Sep 10 18:24:34 virtfedbis kernel: block drbd0: Marked additional 0 KB as
out-of-sync based on AL.
Sep 10 18:24:34 virtfedbis kernel: end_request: I/O error, dev cciss/c0d0,
sector 0
Sep 10 18:24:34 virtfedbis kernel: block drbd0: meta data flush failed with
status -95, disabling md-flushes
Sep 10 18:24:34 virtfedbis kernel: block drbd0: disk( Attaching ->
Negotiating )
Sep 10 18:24:34 virtfedbis kernel: block drbd0: drbd_sync_handshake:
Sep 10 18:24:34 virtfedbis kernel: block drbd0: self
D5C42445B9F5C227:0000000000000000:0DB564243F5AA9A3:377245292BBD1112
bits:235520 flags:0
Sep 10 18:24:34 virtfedbis kernel: block drbd0: peer
A0332E51B243BEE1:D5C42445B9F5C227:FFEDAA5E725D8157:13925DF660B57F5D
bits:309189 flags:0
Sep 10 18:24:34 virtfedbis kernel: block drbd0: uuid_compare()=-1 by rule 50
Sep 10 18:24:34 virtfedbis kernel: block drbd0: Becoming sync target due to
disk states.
Sep 10 18:24:34 virtfedbis kernel: block drbd0: conn( Connected -> WFBitMapT
) disk( Negotiating -> Outdated )
Sep 10 18:24:34 virtfedbis kernel: block drbd0: conn( WFBitMapT ->
WFSyncUUID )
Sep 10 18:24:34 virtfedbis kernel: block drbd0: helper command:
/sbin/drbdadm before-resync-target minor-0
Sep 10 18:24:34 virtfedbis kernel: block drbd0: helper command:
/sbin/drbdadm before-resync-target minor-0 exit code 0 (0x0)

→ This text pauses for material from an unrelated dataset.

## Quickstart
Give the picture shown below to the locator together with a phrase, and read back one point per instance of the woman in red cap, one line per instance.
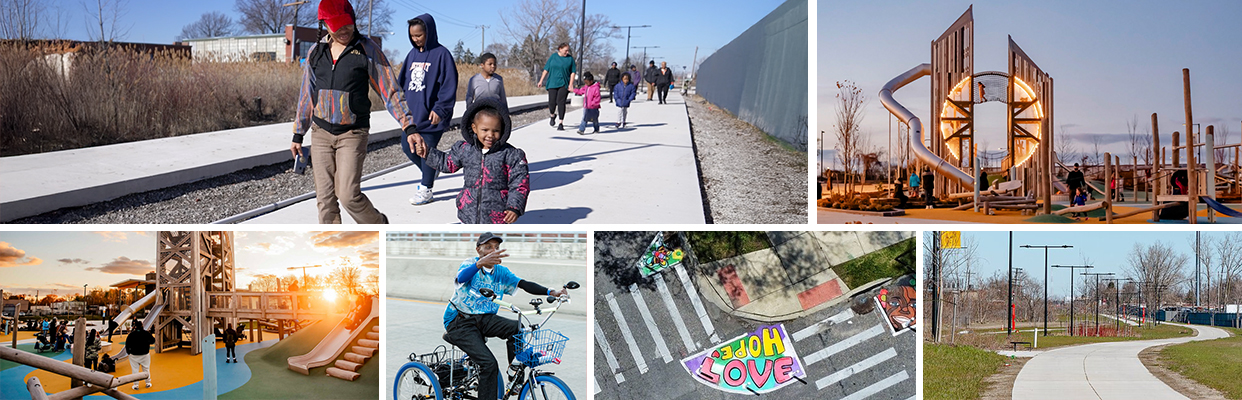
(334, 106)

Sep 10 18:24:34 virtfedbis kernel: block drbd0: conn( WFSyncUUID ->
SyncTarget ) disk( Outdated -> Inconsistent )
Sep 10 18:24:34 virtfedbis kernel: block drbd0: Began resync as SyncTarget
(will sync 1236756 KB [309189 bits set]).
Sep 10 18:24:34 virtfedbis kernel: block drbd0: Resync aborted.
Sep 10 18:24:34 virtfedbis kernel: block drbd0: conn( SyncTarget ->
Connected ) disk( Inconsistent -> Failed )
Sep 10 18:24:34 virtfedbis kernel: block drbd0: Local IO failed.
Detaching...
Sep 10 18:24:34 virtfedbis kernel: block drbd0: disk( Failed -> Diskless )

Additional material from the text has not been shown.